Shingle Urchin


This distinctive sea urchin is found only in the wave impact zone where it is subject to the full force of the surf. The rounded shape and flattened, shingle-like spines are adaptations for withstanding the force of the incoming waves. Its low profile also presents little resistance as the water surges back and forth, so that the urchin is not pulled off the rocks. Sucker-tipped tube feet on the urchin’s bottom surface and moveable spines around the body edge also help the urchin cling to the shoreline.

The shingle urchin is an herbivore, grazing on the cement-like red coralline algae (Porolithon) which forms a pink band on the rocks around mean tide level.

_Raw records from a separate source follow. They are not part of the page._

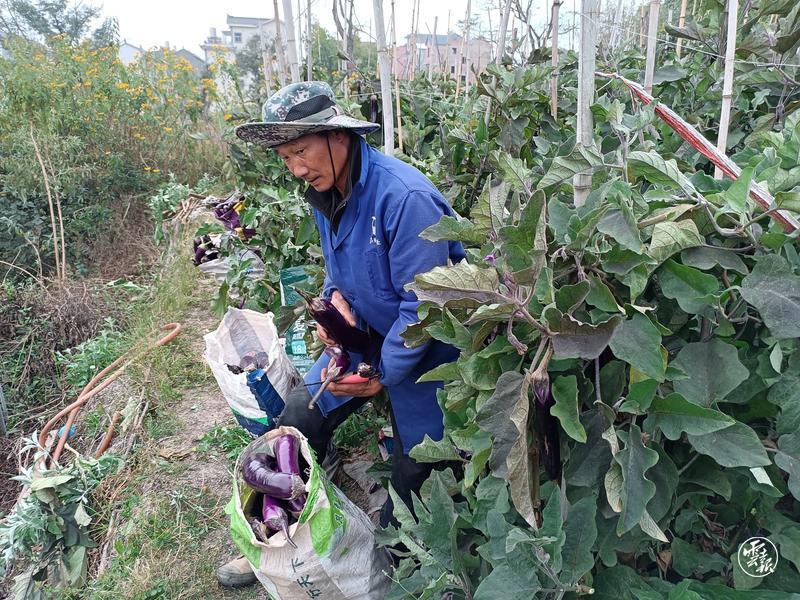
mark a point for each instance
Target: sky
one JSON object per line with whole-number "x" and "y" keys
{"x": 185, "y": 24}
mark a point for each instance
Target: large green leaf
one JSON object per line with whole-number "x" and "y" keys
{"x": 788, "y": 459}
{"x": 620, "y": 225}
{"x": 588, "y": 462}
{"x": 505, "y": 416}
{"x": 429, "y": 450}
{"x": 774, "y": 290}
{"x": 453, "y": 228}
{"x": 786, "y": 394}
{"x": 714, "y": 371}
{"x": 738, "y": 194}
{"x": 635, "y": 459}
{"x": 735, "y": 446}
{"x": 576, "y": 339}
{"x": 580, "y": 533}
{"x": 675, "y": 415}
{"x": 671, "y": 237}
{"x": 565, "y": 393}
{"x": 523, "y": 244}
{"x": 489, "y": 212}
{"x": 655, "y": 169}
{"x": 707, "y": 258}
{"x": 563, "y": 168}
{"x": 687, "y": 285}
{"x": 460, "y": 285}
{"x": 638, "y": 343}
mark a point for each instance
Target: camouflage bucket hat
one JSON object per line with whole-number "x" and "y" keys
{"x": 297, "y": 110}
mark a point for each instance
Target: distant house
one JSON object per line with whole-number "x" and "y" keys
{"x": 198, "y": 64}
{"x": 440, "y": 54}
{"x": 128, "y": 53}
{"x": 240, "y": 31}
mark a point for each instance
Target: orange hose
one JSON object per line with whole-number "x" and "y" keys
{"x": 135, "y": 352}
{"x": 108, "y": 436}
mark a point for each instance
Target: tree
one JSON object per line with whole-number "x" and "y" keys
{"x": 41, "y": 19}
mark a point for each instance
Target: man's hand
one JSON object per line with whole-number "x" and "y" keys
{"x": 343, "y": 307}
{"x": 363, "y": 389}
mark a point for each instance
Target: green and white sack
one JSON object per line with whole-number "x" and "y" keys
{"x": 336, "y": 556}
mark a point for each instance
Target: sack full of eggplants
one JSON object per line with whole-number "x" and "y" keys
{"x": 303, "y": 537}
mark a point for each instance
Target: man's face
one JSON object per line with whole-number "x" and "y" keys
{"x": 308, "y": 159}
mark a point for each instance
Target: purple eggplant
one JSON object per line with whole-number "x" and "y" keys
{"x": 287, "y": 454}
{"x": 259, "y": 475}
{"x": 275, "y": 517}
{"x": 549, "y": 443}
{"x": 287, "y": 459}
{"x": 341, "y": 362}
{"x": 350, "y": 338}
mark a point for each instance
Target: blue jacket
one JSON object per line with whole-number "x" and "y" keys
{"x": 374, "y": 253}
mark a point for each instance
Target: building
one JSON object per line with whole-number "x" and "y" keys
{"x": 128, "y": 53}
{"x": 240, "y": 31}
{"x": 440, "y": 54}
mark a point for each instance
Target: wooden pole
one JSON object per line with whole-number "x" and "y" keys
{"x": 652, "y": 30}
{"x": 396, "y": 83}
{"x": 590, "y": 13}
{"x": 617, "y": 21}
{"x": 266, "y": 57}
{"x": 309, "y": 58}
{"x": 430, "y": 54}
{"x": 386, "y": 84}
{"x": 464, "y": 60}
{"x": 291, "y": 42}
{"x": 727, "y": 82}
{"x": 554, "y": 60}
{"x": 501, "y": 51}
{"x": 279, "y": 49}
{"x": 641, "y": 26}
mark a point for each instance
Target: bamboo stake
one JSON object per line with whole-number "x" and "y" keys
{"x": 58, "y": 211}
{"x": 396, "y": 84}
{"x": 727, "y": 82}
{"x": 554, "y": 61}
{"x": 279, "y": 49}
{"x": 49, "y": 203}
{"x": 652, "y": 30}
{"x": 291, "y": 43}
{"x": 466, "y": 63}
{"x": 386, "y": 89}
{"x": 590, "y": 13}
{"x": 309, "y": 57}
{"x": 430, "y": 54}
{"x": 681, "y": 23}
{"x": 501, "y": 51}
{"x": 641, "y": 26}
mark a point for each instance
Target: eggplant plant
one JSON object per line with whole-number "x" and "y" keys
{"x": 655, "y": 329}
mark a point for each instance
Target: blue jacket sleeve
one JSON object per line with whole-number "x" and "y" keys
{"x": 409, "y": 255}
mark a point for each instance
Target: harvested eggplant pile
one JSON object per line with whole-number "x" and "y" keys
{"x": 348, "y": 339}
{"x": 277, "y": 475}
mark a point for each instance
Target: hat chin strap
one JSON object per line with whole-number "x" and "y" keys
{"x": 333, "y": 166}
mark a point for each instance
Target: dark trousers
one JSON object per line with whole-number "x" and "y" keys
{"x": 407, "y": 476}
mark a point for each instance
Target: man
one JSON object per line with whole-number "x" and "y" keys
{"x": 369, "y": 209}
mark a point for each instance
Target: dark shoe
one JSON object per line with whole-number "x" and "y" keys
{"x": 236, "y": 573}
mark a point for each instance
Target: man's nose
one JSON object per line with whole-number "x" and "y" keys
{"x": 298, "y": 169}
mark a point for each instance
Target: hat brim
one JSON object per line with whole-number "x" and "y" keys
{"x": 271, "y": 134}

Sea urchins belong to the animal grouping, or Phylum, called the Echinoderms, the “spiny-skinned” animals. Their relatives include the seastars, brittlestars, crinoids (featherstars) and sea cucumbers. Echinoderms all share basic similarities in their habits and body design: they are all totally marine; all bottom-dwelling (benthic); are unique in the animal kingdom in having a five-part body symmetry; and a water-vascular system of muscular internal canals which provides hydraulic power for hollow, muscular tube feet that used in movement, attachment, feeding, and often gas exchange. Their large internal body cavity is also fluid filled, and circulating fluids carry gases and nutrients. Echinoderms have an internal skeleton of calcite, a form of calcium carbonate. Their skeletal plates, called ossicles, are developed to different extents in the different groups. In many echinoderms, like the sea urchins, extensions of the skeleton form the spines for which this group is named.

Looking past their spines, sea urchins have a circular to oval shape. But their basic five-part symmetry is evident in the five zones of tube feet, alternating with five zones of spines, which run from the mouth on the urchin’s underside to the top of the body. In urchins, the skeletal ossicles are flattened plates, fused into a rigid test (skeleton). The spines sit on knobs on the test, attached by skin and muscles; the water-filled tube feet extend from inside the test out through holes in the plates. The many, muscular tube feet are used for attaching to the seafloor, for moving, and sometimes food capture. The urchins’ moveable spines are important in defense, movement, and food capture.